Kaira explodes in anger at one point when someone describes her as a pataka (firecracker). Well, that’s precisely what Bhatt is – a pataka with pizzazz and verve. What makes her so impactful is that she has had an internal journey with each of her roles so far, and not so far allowed that journey to be overshadowed by her attractive personality. Kaira is simultaneously exasperating and endearing, and Bhatt remains in control of that blend throughout.

When you stand on the beach, inhaling the fresh air and relishing the cool gust of wind enchanting you, tousling your hair and your heart,  you don’t want that moment to stop right? Watching Alia perform, is exactly that. You just want more of that. You just can’t get tired of what she has to bring to the story. Sometimes I wonder if directors working with her really need to write anything on the screen paper for her part. All they need to write is “Scene 7- Alia emotes.” And Alia, the master of emotions, knows how to elevate that scene to a whole new level. Another highlight of the film is that how it never lionizes its female protagonist but celebrates her despite her many flaws - from cheating on her boyfriend to losing her cool and being rude.

It is apparent that the 51-year-old actor has embraced his space and age with dignity. He still packs in his signature flourishes, such as loudly drawing in breath during a dialogue and his sputtering laugh — bursting out like a machine gun. But the bearded badshah is now distinctly restrained, somewhere between Swades and Kal Ho Naa Ho — indie and masala — just the optimum mix.
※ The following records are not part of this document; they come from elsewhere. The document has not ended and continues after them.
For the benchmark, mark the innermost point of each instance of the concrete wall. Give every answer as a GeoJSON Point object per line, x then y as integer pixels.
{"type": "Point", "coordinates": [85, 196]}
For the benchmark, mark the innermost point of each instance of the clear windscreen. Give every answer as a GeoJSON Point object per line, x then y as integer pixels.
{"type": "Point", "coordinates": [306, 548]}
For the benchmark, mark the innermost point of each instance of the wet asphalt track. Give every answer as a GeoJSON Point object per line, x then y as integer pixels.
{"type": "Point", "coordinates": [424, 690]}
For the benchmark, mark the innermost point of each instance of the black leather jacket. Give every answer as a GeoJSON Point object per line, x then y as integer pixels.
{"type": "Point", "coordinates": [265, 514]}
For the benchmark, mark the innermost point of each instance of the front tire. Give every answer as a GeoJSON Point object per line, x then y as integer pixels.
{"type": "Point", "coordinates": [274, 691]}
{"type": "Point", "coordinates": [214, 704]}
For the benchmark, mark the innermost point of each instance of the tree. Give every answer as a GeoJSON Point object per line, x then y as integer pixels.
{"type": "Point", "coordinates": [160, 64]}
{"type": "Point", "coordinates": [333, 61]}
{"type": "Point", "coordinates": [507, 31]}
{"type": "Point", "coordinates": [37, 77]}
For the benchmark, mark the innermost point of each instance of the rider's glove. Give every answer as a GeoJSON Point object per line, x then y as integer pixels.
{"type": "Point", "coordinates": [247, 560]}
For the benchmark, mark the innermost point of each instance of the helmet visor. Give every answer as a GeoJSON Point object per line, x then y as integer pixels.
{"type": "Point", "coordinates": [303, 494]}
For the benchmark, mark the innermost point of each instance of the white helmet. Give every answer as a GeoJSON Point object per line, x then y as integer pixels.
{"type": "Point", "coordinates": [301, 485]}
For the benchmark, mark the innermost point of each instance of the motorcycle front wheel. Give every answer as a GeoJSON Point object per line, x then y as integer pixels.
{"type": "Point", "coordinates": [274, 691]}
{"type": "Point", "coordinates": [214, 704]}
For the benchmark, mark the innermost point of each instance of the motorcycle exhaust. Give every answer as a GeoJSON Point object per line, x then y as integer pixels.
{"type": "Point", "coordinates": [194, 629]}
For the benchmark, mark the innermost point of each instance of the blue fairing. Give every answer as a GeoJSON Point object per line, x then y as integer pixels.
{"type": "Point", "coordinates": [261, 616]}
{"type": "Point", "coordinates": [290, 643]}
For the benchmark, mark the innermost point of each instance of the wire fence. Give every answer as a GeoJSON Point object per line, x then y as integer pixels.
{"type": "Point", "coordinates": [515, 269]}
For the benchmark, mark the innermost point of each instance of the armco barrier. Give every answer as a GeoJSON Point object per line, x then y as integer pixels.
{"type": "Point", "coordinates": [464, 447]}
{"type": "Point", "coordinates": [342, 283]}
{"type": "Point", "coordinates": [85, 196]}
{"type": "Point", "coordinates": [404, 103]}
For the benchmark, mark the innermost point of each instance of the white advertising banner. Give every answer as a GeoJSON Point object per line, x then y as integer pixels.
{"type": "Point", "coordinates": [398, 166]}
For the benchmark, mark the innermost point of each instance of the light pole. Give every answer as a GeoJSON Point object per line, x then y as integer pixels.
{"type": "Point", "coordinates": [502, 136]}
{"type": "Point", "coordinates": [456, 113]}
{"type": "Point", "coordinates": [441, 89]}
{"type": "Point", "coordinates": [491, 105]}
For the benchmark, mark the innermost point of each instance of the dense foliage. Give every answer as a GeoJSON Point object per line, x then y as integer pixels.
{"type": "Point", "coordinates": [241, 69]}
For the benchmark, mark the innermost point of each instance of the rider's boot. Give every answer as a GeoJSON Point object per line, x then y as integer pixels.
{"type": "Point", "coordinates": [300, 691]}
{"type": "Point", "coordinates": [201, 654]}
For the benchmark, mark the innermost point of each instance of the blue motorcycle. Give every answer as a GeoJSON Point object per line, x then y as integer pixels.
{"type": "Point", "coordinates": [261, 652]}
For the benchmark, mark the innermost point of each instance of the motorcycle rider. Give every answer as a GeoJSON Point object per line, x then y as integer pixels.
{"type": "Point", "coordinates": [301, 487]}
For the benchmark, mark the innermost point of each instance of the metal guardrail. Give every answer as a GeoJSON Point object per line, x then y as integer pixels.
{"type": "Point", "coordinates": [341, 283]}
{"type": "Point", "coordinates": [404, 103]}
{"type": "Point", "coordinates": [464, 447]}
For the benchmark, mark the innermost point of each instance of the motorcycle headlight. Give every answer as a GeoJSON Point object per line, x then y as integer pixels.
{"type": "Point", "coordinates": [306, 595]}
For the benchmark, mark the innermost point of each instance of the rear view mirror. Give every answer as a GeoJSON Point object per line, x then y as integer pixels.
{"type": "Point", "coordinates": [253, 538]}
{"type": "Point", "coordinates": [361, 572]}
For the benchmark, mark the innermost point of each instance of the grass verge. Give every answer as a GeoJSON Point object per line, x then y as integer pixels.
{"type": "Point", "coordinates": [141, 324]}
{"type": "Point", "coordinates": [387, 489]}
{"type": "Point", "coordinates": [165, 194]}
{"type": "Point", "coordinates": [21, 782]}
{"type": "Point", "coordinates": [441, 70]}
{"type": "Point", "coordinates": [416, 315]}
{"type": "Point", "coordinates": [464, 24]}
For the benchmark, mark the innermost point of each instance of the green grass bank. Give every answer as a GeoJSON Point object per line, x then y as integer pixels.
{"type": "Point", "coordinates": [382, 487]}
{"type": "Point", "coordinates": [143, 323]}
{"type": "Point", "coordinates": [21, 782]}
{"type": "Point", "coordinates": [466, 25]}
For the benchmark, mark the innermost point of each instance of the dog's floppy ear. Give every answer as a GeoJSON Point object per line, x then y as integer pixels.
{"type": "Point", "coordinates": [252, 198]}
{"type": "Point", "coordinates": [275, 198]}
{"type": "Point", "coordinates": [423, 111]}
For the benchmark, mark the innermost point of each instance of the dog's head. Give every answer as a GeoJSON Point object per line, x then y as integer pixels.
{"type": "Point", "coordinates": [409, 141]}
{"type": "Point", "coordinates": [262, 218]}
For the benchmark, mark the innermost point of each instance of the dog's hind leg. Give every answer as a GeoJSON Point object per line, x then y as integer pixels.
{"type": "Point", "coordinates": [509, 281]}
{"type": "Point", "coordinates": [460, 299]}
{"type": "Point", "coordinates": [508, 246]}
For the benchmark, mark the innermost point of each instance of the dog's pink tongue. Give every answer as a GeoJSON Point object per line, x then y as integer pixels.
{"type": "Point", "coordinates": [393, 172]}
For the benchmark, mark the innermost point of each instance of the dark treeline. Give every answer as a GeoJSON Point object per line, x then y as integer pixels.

When one of the biggest stars in the history of Bollywood appears on screen about 40 minutes after the opening credits, it goes without saying that this is an extremely unconventional film.

It is not just about giving the first credit title to the actress on screen and intentionally making it a constant effort to prove that men and women are equal, but by producing this film, SRK has gone one step ahead in achieving gender equality in an industry which doesn't seem to believe in one.

This is what I wrote in my review after watching the devastatingly soul-ripping FAN:

Dear SRK,
you brought us to TamilNadu in Chennai Express
you brought us to Dubai in Happy New year.
you brought us to Bulgaria in Dilwale.
you brought us to Croatia in Fan.

When will you bring us to a soul-stirring, entertaining and intelligent cinema?

Yours truly
A Jabra Fan

And now SRK, you have answered the question with the charm you are well-known for.